Listen to the Flight Attendants
Kevin Casey, SAANYS Executive Director
November 2022 News & Notes
I recently sat in on part of a meeting of the SAANYS Government Relations Committee (GRC) as it prepared for face-to-face meetings with the commissioner of education and her senior staff, as well as a meeting with the governor’s office. Members of the GRC are a particularly well-informed and committed group of people. They take their work seriously.
SAANYS asks each of its twelve regions to recommend two of its members to sit on the GRC, and each of the big five units to recommend an individual. SAANYS typically accepts the recommendations of the region, but retains final selection authority in order to maintain a balanced committee. The GRC is more effective when varied. We seek a general gender and racial balance, but much more thought goes into GRC membership. We strive to maintain a grade-level balance among elementary, middle, and high school level administrators.
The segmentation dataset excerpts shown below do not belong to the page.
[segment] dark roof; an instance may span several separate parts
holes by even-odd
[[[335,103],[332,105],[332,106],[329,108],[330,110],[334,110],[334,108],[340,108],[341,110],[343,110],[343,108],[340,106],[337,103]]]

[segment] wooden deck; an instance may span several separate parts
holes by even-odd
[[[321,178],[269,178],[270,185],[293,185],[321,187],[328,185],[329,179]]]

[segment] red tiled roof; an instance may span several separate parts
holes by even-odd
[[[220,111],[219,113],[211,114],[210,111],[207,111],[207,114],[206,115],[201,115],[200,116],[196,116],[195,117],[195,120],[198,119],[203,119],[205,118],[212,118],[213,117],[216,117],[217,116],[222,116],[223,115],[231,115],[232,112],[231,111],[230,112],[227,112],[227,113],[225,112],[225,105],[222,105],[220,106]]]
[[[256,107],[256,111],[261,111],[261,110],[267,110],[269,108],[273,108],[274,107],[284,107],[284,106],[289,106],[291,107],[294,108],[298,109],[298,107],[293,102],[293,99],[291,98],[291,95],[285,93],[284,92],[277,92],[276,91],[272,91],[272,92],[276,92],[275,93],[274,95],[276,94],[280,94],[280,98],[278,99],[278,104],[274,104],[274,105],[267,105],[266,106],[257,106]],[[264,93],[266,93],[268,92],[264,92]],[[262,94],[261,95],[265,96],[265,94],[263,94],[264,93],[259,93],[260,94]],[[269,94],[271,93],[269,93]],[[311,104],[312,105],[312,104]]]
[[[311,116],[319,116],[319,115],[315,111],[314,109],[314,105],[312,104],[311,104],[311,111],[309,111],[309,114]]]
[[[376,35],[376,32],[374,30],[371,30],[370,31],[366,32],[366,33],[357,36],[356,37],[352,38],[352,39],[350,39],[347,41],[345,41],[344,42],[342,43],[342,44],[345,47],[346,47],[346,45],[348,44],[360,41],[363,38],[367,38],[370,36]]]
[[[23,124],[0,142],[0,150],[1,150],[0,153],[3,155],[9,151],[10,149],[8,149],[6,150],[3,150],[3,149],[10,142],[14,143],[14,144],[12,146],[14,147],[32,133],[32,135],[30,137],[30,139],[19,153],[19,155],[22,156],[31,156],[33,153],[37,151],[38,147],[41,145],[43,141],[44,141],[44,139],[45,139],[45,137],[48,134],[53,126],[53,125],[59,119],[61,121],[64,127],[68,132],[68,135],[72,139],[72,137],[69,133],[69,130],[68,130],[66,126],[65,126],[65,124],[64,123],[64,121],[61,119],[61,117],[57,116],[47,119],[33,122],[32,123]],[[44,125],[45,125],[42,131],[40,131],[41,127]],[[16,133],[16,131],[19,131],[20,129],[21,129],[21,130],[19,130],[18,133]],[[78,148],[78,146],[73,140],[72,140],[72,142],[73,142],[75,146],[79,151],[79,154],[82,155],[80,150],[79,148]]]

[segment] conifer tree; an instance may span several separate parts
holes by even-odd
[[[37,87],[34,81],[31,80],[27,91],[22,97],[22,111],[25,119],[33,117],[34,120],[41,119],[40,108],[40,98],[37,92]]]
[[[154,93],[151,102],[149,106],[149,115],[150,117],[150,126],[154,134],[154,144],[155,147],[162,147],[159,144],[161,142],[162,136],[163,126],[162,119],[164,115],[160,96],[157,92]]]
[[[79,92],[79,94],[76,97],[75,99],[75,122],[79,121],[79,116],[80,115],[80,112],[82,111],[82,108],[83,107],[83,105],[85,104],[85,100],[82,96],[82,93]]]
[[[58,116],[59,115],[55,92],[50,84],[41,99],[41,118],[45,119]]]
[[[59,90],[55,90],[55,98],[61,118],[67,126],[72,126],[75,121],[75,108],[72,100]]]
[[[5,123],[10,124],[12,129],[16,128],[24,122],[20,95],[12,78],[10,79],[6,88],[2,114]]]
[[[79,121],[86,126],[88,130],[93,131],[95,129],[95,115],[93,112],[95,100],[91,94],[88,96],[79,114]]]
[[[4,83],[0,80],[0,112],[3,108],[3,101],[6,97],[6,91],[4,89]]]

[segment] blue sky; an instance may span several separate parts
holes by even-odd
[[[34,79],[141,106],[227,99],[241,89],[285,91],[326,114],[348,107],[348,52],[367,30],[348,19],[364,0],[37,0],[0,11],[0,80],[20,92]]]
We want to fairly represent rural, suburban, and urban administrators, and find it helpful to have representation from a BOCES or two, a K-12 district, an essential service leader, and have a couple of GRC members with special education expertise. We may be guilty of trying to be representative of all, or mostly all members, but at the end of the day it works remarkably well.
The charge of the GRC is twofold. First, it helps form our positions regarding legislative and regulatory affairs. It does so by reacting, at our request, to a variety of proposed laws and regulations, and by identifying needs that might be met by a regulatory or legislative fix. In short, they help form our positions so that those positions are informed, vetted, and reflect the considered opinion of our membership. Second, GRC members engage in on the ground legislative and regulatory lobbying by directly making our case to those that pass the laws and regulations. They ensure the voice of those practicing administrators on the ground are heard by decision makers.
Despite the variety of districts and backgrounds represented, the commonalities of our members’ experiences and issues far outweigh the differences. There was widespread consistency regarding expressed concerns. Examples include student absenteeism, insufficient childcare services, social-emotional needs of students, student behavioral issues, unfunded mandates, and staffing issues (teachers, aides, social workers, psychologists, safety officers, bus drivers…), including staffing shortages at a variety of third party service providers. This list is not complete, but touches on a number of topics on the minds of GRC members regardless of where they are from. I can remember when the biggest staffing challenge was finding a high-quality physics teacher.
There was one other consistently expressed concern that I believe we all need to pay particular attention to, and it came up time and again. That being the mental and physical health and well being of the school administrators themselves. It is possible that your focus on others comes at a cost to yourself. Focus on others during a time when so many have needs eats up your time and becomes a source of stress, even if you are simply trying to discharge your professional responsibilities. Do not allow your professional responsibilities to become unhealthy.
It’s a statement of the obvious to say that you must first take care of yourself before you can effectively take care of others, but it occurs to me that obvious sentiment is widely ignored. It is ignored at your peril. When the oxygen masks deploy, put yours on first before helping others, or else your help will be limited.